On the farm, we aim to sustain a balanced soil ecosystem this is done by turning in all post production vegetable crops, and all the prunings from the stone fruit trees are left to degrade underneath the trees they fell from. Where on some conventional farms these old plants or tree prunings are pushed to the corner of the paddock and burnt, where they lose nutrients and carbon to the sky. Also, in addition to the use of compost to build soil health, we also grow green manure crops. Green manure crops are a diversified range of grasses, legumes, and herbs, sown in autumn and incorporated into the soil in spring before sowing of harvested crops.

What influenced your decision to choose BioPak eco-friendly packaging?

We partnered with BioPak as they were a driving force in the sustainable packaging space, and also held ideals like ours to build a healthier planet. Also, we needed a nimble and proactive packaging business to work with us to develop the packaging we needed for our consumers. We required packaging that was going to maintain its form and look as good when it left our facility as it did arriving in consumers' hands. And, of course, keeping the produce fresh and most importantly being sustainably sourced and produced.

Do you think there is enough support (from local and federal government) for business who are seeking to introduce sustainability-focused practices?

As a business, we were lucky enough to receive a Victorian Government based grant which assisted us in funding a semi-automatic flow wrapping system also encompassing check weighing and metal detection components. This assistance has supported us in our transition to more sustainable packaging. However, more needs to be done by the government to encourage more business to transition to recyclable/compostable packaging.

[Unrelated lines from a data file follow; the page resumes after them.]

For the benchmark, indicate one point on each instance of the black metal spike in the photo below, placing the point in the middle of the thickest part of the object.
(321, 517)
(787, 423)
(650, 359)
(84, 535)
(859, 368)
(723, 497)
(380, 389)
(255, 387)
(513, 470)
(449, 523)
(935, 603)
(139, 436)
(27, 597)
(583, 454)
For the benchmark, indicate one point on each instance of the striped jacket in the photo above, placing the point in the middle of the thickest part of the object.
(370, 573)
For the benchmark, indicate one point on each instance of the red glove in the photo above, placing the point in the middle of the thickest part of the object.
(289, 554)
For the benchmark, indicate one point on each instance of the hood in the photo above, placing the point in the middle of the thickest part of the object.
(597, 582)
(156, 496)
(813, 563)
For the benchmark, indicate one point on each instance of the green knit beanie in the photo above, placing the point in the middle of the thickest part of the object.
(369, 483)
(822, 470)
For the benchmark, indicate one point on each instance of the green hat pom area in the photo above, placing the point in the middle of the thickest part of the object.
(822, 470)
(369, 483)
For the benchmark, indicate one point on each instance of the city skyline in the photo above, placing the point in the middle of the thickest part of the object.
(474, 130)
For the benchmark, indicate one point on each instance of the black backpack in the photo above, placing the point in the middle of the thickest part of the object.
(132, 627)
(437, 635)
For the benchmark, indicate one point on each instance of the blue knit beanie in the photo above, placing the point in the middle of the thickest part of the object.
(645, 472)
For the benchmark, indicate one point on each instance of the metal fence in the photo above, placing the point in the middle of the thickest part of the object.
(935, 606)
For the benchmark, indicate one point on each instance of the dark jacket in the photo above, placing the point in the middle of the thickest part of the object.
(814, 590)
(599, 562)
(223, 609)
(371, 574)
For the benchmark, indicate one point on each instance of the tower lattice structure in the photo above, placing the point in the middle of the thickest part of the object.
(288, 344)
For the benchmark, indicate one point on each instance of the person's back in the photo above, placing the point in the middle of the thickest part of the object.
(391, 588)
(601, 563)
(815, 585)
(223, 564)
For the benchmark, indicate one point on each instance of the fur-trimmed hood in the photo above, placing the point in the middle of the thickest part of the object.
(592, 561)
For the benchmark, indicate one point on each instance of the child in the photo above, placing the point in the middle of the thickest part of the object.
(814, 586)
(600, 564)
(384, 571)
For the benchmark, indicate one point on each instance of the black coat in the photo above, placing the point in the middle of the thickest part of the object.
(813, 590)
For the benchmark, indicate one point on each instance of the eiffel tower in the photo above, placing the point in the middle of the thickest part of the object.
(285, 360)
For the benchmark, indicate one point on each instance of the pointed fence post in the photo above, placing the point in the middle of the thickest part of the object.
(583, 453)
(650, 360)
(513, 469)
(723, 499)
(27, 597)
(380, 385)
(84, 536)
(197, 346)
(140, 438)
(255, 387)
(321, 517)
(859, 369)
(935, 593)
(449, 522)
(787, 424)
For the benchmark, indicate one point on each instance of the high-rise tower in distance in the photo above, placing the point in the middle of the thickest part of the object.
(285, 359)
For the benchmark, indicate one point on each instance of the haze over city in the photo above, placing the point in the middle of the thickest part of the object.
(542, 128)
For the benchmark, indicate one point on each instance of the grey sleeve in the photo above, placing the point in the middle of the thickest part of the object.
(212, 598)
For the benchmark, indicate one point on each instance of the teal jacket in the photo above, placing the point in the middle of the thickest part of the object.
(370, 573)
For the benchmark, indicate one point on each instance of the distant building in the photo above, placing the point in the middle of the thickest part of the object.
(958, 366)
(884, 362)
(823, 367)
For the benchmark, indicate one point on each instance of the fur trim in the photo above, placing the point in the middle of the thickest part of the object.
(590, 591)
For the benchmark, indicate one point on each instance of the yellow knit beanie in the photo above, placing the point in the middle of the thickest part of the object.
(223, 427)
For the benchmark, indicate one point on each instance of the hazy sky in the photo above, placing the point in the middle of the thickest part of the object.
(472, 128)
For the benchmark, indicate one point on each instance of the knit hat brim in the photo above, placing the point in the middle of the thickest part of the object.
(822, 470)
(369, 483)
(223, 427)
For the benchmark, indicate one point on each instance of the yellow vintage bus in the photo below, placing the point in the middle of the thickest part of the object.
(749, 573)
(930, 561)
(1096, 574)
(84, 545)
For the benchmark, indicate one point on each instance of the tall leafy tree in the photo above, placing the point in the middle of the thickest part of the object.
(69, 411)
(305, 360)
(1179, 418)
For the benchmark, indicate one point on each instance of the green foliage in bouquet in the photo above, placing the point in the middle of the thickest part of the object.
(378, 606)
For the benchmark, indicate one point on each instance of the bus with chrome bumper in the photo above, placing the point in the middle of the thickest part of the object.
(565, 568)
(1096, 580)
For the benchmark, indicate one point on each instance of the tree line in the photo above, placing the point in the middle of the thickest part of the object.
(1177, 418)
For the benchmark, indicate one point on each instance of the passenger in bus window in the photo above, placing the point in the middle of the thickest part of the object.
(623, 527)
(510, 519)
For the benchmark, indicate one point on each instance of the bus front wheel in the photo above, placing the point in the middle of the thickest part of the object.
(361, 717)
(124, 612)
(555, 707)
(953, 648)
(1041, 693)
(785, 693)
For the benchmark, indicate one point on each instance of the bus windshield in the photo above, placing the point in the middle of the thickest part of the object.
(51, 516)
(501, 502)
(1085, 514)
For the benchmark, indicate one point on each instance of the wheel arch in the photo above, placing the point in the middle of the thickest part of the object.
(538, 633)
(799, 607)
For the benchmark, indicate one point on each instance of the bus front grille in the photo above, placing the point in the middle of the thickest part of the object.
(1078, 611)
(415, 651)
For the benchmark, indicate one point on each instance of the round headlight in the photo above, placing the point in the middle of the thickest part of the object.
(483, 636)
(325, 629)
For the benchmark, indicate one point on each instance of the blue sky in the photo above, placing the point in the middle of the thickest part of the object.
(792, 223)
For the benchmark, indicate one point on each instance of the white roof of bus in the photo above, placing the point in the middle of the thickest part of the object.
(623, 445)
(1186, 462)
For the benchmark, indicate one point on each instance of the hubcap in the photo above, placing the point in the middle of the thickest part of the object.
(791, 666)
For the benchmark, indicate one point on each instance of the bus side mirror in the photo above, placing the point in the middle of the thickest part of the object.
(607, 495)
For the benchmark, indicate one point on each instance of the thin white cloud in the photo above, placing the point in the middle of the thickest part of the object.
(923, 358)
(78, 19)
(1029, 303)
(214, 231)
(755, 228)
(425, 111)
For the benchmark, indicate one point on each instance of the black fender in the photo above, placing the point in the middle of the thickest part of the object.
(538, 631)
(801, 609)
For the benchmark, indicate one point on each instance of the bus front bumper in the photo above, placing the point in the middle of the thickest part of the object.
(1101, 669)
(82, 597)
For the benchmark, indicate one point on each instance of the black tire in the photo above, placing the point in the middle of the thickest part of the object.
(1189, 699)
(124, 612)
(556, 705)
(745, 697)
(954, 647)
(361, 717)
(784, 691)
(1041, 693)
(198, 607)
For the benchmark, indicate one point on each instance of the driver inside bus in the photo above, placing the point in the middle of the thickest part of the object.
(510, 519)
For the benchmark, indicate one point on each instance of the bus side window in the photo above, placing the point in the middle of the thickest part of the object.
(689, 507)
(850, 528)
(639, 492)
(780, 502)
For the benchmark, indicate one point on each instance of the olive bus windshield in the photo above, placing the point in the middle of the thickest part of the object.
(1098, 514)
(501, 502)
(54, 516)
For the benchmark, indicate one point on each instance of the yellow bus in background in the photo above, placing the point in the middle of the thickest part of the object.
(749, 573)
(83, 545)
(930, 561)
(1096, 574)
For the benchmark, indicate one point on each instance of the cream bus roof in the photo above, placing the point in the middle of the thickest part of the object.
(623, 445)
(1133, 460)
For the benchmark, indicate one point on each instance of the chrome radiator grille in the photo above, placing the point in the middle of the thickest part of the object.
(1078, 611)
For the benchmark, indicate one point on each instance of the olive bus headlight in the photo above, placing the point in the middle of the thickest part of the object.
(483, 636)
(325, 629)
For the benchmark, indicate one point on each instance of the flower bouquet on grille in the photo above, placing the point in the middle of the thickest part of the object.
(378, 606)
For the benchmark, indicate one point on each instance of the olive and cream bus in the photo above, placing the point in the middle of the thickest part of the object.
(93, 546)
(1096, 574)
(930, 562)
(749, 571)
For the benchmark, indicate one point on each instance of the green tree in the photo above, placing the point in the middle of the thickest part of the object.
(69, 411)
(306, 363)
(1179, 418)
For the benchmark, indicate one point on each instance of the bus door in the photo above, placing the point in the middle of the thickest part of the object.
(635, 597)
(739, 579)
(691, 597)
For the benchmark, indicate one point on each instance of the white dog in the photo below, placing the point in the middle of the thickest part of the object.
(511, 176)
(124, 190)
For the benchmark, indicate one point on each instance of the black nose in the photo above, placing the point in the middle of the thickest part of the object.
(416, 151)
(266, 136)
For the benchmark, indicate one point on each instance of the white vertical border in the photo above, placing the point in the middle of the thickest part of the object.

In order to preserve the planet for generations to come, both businesses and consumers need to up the ante when it comes to aligning with the principles of a circular economy. What are your thoughts on how we can best encourage other businesses to engage in sustainability-focused practices (like choosing compostable packaging).

Speaking honestly, I would like to see all manufacturing business including fresh produce production get with modern times and use recyclable/compostable/biodegradable packaging for their products. While some producers are still packaging with cheap inferior packaging, it punishes the early adopters of sustainable packaging that are actually helping the planet, towns and the people who live in them.  

There should be a national amnesty on packaging that does not meet the recyclable, compostable or biodegradable standards allowing all manufacturing businesses to begin, if they haven’t already, a brighter and cleaner environment for future generations.